Le déficit commercial du Kosovo dépasse trois milliards d'euros

Le Kosovo a un déficit commercial annuel de plus de 3 milliards d'euros. Ce déficit commercial, selon les experts, est élevé et résulte du désaccord entre la valeur des exportations et les importations. En tant que tel, le déficit à ce niveau souligne les experts économiques et les représentants des entreprises affectent également le développement économique [...]
Le Kosovo a un déficit commercial annuel de plus de 3 milliards d'euros. Ce déficit commercial, selon les experts, est élevé et résulte du désaccord entre la valeur des exportations et les importations. En tant que tel, le déficit à ce niveau souligne les experts économiques et les représentants des entreprises affectent également le développement économique du pays.
Selon les données de la Banque centrale du Kosovo (BQK) pour 2018, la valeur des importations de produits étrangers au Kosovo a dépassé 3 milliards d'euros, tandis que les exportations de produits du Kosovo vers les pays de la région et l'Europe ont dépassé 350 millions d'euros.
Entre-temps, dans les données récentes de l'Agence de statistique du Kosovo publiées dans le rapport “Commerce étranger des marchandises au Kosovo”, les exportations de marchandises en juillet 2019 valaient 40,4 millions d'euros, tandis que les importations valaient 336,8 millions d'euros.
Ces chiffres indiquent un déficit plus élevé de 5,3 % en juillet 2019, au prorata de la même période en 2018.
Selon la CCE, le déficit commercial a connu une croissance annuelle marquée.
Cette situation des experts économiques et des représentants des entreprises est considérée comme préjudiciable en général au développement économique du pays.
Naim Gashi, expert en économie, a déclaré à Radio Free Europe que le Kosovo devrait réduire sa dépendance à l'égard de l'importation en favorisant la productivité locale.
Mais, selon lui, ce qui est en difficulté avec le développement économique et le développement de la productivité locale, c'est l'inégalité sur le marché.
Malheureusement, le Kosovo a un déficit commercial élevé dépassant 3 milliards d'euros par an, ce qui signifie que seulement 1 avec 10 des importations de biens et produits arrivant au Kosovo sont couverts par des exportations, où nous avons le ratio de balance commerciale par rapport au monde extérieur en termes de 1 milliard d'euros. Cependant, malgré certains projets publics visant à soutenir la production locale, l'écart entre le déficit commercial élevé et le monde extérieur ne cesse de s'accentuer, car ces projets ne produisent pas les effets souhaités en raison de la corruption de haut niveau qui existe au Kosovo et de l'iniquité du marché”, explique M. Gashi.
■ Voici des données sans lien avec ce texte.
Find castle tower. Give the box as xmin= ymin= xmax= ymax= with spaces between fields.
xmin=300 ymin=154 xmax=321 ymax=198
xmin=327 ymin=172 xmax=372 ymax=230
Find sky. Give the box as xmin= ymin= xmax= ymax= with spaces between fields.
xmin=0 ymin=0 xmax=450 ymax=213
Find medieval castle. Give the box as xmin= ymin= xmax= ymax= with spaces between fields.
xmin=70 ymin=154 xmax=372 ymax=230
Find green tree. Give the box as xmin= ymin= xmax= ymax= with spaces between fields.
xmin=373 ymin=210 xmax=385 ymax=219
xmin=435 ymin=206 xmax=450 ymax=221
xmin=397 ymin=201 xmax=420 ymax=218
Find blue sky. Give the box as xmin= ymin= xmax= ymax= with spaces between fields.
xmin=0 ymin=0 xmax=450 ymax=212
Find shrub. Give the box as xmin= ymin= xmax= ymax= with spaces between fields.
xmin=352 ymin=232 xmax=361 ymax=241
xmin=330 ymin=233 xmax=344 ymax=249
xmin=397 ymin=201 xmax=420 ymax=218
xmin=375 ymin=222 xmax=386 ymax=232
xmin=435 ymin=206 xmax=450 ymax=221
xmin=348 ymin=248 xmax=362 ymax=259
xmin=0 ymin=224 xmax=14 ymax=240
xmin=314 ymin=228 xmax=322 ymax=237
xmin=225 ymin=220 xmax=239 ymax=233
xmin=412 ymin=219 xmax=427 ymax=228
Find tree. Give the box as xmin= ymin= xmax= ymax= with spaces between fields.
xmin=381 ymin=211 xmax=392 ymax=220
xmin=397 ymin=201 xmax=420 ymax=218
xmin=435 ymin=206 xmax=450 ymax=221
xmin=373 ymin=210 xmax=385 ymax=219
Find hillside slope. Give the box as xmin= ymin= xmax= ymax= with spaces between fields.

Le Kosovo continue d'avoir un secteur de production non concurrentiel. Les producteurs du Kosovo ont constamment souligné qu'ils étaient confrontés à de nombreux problèmes, tels que l'augmentation des taxes sur la valeur ajoutée, l'économie non légale, le financement difficile pour les entreprises, les taux d'intérêt élevés, l'instabilité énergétique, la concurrence non égale.
Gashi souligne que tous ces problèmes doivent être éliminés pour améliorer la balance commerciale.
Les entreprises du Kosovo, qui sont liées au pouvoir, sont favorisées sur le marché et reçoivent généralement des projets financés par des fonds publics, tandis que celles qui investissent dans la force de travail et les capacités technologiques, ne sont en fait pas compétitives sur le marché en raison du succès”, dit Gashi.
Et le président de l'Alliance des affaires du Kosovo, Agim Sahin, dit à Radio Free Europe que le déficit commercial élevé est un phénomène qui peine à se développer et à croître dans le pays.
Le Kosovo souffre encore de l ' absence d ' un document national - une stratégie nationale de développement économique - où l ' une d ' elles fixerait ses propres priorités et dont l ' une consiste à réduire le déficit commercial en le remplaçant par une production locale. Depuis la fin de la guerre, le Kosovo a connu des déficits commerciaux avec des milliards d'euros. Cela nous rend dépendants de l'importation, de l'inflation, et nous sommes constamment le pays qui exporte de l'argent liquide, que ce soit des contribuables, de l'argent budgétaire ou aussi des envois de fonds de la diaspora”, dit Sahin.
Pendant ce temps, le gouverneur de la Banque centrale du Kosovo, Fehmi Mehmeti, dans une interview pour Radio Free Europe, a déclaré qu'en mettant davantage l'accent sur le secteur économique, le Kosovo pourrait atteindre une croissance économique de 6 à 7 pour cent, ce qui, dans un court laps de temps, pourrait résoudre deux des problèmes auxquels le pays est confronté, tels que le chômage et un déficit commercial élevé.